The prime minister and the king jumped back to avoid being struck. The thing had settled solidly, however, and they approached to examine it.
“Why, it’s only the wing of the air spinner,” Nitticello said audibly. “No, no. This won’t do.” He was shouting. “Bring what is valuable! Valuable!”
The king resumed his weird antics, gesturing and chanting. “Seevia . . . Seevia. . . Seevia . . .”
CHAPTER VII
The wing of the wrecked air spinner!
It had been sheared clean, like a knife blade. Joe seemed to feel it stab right through his body. The girl—the wreck! The two men were muttering. The prime minister was damning such outrageous luck; and the king, garbling his magic words, showed plainly enough his surprise that the lavender vine had apparently failed. But as Joe watched and listened, his only thought was of Marcia Melinda.
He whispered to Pudgy. “If there’s any way to get me out of this cell, I want to go—to her.

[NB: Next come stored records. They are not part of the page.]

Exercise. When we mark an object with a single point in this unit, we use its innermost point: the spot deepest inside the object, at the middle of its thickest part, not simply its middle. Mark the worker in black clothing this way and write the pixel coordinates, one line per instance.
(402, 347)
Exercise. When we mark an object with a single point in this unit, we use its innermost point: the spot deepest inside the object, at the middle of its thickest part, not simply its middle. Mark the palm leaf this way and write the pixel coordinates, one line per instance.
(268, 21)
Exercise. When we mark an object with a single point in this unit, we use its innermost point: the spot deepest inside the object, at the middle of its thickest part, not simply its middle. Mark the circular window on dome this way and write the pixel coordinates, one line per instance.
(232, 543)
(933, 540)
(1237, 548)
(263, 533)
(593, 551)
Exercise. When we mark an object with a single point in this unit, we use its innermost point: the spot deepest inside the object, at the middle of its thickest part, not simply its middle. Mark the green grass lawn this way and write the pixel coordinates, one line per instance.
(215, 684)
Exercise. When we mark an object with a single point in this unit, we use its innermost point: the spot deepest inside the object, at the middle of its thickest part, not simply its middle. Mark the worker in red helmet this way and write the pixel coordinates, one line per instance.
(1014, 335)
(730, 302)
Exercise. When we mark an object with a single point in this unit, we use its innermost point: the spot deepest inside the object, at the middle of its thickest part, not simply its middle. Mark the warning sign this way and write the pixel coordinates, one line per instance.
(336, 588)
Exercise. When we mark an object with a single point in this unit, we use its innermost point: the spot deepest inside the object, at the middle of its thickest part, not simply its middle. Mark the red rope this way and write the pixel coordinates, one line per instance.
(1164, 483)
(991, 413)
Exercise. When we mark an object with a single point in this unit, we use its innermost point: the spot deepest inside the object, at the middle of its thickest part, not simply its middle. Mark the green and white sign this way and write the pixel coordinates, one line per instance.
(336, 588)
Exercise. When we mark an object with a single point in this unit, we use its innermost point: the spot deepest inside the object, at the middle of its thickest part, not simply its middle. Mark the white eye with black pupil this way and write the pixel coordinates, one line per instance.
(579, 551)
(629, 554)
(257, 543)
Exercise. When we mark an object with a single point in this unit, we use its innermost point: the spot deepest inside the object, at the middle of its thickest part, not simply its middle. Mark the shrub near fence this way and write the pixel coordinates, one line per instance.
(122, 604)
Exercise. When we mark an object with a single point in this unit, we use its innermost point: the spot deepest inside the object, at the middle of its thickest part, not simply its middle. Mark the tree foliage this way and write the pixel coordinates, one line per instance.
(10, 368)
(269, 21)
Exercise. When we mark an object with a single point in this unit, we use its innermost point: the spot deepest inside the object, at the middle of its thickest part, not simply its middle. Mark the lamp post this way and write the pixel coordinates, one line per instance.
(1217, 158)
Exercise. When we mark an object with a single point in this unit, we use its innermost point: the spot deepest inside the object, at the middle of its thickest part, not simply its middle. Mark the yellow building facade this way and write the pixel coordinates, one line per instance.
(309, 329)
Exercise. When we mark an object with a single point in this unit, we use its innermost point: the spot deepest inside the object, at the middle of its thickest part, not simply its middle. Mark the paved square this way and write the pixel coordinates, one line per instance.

On my planet we pay respects to the dead. It’s the least I can do—for her, Can you help me get loose?”
Pudgy had an idea up his frog-skin sleeve. Again he lowered himself through the floor, holding tight to the edge with his hands. His shiny green legs kicked at the highest tongue of lavender light. His action apparently attracted it, for it waved higher. He kept teasing it as he crawled back to safety. The tip of silky lavender followed him through the opening. It snapped at him like a whip. He guided it across the floor to Joe’s chains. It jumped and waved, as flexible as a rope of silk. Pudgy brought it to Joe’s ankles. Joe could feel warm air currents as it lashed toward him. A metallic snap!—then a second—and Joe’s chains were chopped away clean! Joe, perspiring, rolled back out of reach. For a long moment he and Pudgy huddled in the comer, watching. The lavender vine began to retreat, and presently it was gone.